Here is what veterans need to know about Space-A travel, today:
- Getting on a Space-A flight is never guaranteed
- Veterans must have a permanent and total disability rating
- Prepare to pay a nominal amount that may include a meal fee
- You can bring two pieces of luggage up to 70 pounds total
- Terminals publish upcoming flights and seating on Facebook
- Flights registration can be accomplished using email
- Travel generally includes flights to the continental United States and Alaska, Hawaii, Puerto Rico, US Virgin Islands, Guam, and American Samoa.
Back in the day, you had to travel to the terminal and wait in line for a spot. Today, the military uses its website, an email newsletter, and Facebook to keep flyers updated. You can sign up using an email sign-up sheet.
What Happened To Allow Access To Disabled Vets
Congress recently passed legislation that allows many disabled veterans to save on travel by flying Space-A on military aircraft like retirees.
The legislation was included in the 2019 National Defense Authorization Act. It allows disabled veterans with permanent and total service-connected disability ratings from Veterans Affairs to travel on available military aircraft.
The disabled veterans eligible for Space-A travel will be assigned Category 6. Yes, this is the lowest priority available, which is what retirees and their dependents generally use. Unlike retirees, it does not look like these veterans will be able to bring dependents.
Space-A flights originate from military bases and some commercial airports. These airports including Seattle-Tacoma International and Baltimore-Washington Marshall International.
The US Air Force manages the program through its Air Mobility Command. Veterans can register for flights via email as noted above. Each terminal has a Facebook page that reportedly publishes upcoming flights and seats available.
You can also sign up using the old school AMC Form 140.
My Own Space-A Experience
When I was on active duty, I flew Space-A a few times.
My most memorable Space-A experience was back in 2000 flying from McChord AFB to Charleston AFB to Dover AFB to Ramstein AB, Germany to visit a girl while I was on terminal leave.
From McChord to Dover on a C-17, I did not have a jacket and remember being very, very cold. But, the flight was very, very cheap.
I was able to get back into England from Frankfurt, Germany without a passport using only my terminal leave paperwork (that was not filled out right) and my military ID.
The distracted customs agency at Heathrow eventually let me in after looking very confused. Of course, that was the pre-9/11 world, back when men were men and giants roamed the earth.

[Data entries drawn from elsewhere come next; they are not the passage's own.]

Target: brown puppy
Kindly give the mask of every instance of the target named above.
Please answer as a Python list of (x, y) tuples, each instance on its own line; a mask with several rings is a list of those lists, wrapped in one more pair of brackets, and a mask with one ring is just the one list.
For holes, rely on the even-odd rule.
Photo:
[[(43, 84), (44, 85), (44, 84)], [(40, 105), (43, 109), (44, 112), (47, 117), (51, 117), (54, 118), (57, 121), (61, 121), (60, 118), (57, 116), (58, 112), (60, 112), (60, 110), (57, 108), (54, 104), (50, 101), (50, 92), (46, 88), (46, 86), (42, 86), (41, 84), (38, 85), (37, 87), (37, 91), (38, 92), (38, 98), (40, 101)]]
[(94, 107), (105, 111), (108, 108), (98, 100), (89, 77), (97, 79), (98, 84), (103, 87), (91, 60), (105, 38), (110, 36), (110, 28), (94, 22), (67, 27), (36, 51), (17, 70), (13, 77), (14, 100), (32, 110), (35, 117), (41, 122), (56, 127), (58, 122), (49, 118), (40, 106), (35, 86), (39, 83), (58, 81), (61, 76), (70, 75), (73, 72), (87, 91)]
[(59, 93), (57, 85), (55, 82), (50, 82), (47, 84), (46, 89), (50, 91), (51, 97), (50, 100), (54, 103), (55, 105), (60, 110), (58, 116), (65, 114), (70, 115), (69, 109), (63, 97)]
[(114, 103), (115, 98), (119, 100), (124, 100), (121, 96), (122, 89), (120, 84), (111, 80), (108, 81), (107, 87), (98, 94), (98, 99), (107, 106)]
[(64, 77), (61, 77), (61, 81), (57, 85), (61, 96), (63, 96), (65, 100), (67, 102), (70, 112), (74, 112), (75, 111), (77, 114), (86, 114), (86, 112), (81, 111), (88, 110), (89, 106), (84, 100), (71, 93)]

My then girlfriend of two months picked me up from the airport after my two weeks of terminal leave in Portland living the dream trying out my green thumb.
The next day, back in England, my girlfriend came back from work early and fell over onto the bed wearing her BDUs. The rest of the conversation went something like this.
“The doctor called. I’m pregnant… Now what?”
“I guess we should get married.”
And, the rest is history.
Your Own Story?
Now that the option has opened up to disabled veterans, I plan on trying to jump on one of those flights to catch a whiff of old JP-8 or whatever they use these days.
Once I get to where I’m going, I don’t anticipate my arrival anywhere will have quite the same “pop,” so to speak, as it did in 2000.
On this lighter subject, do any of you have a Space-A story?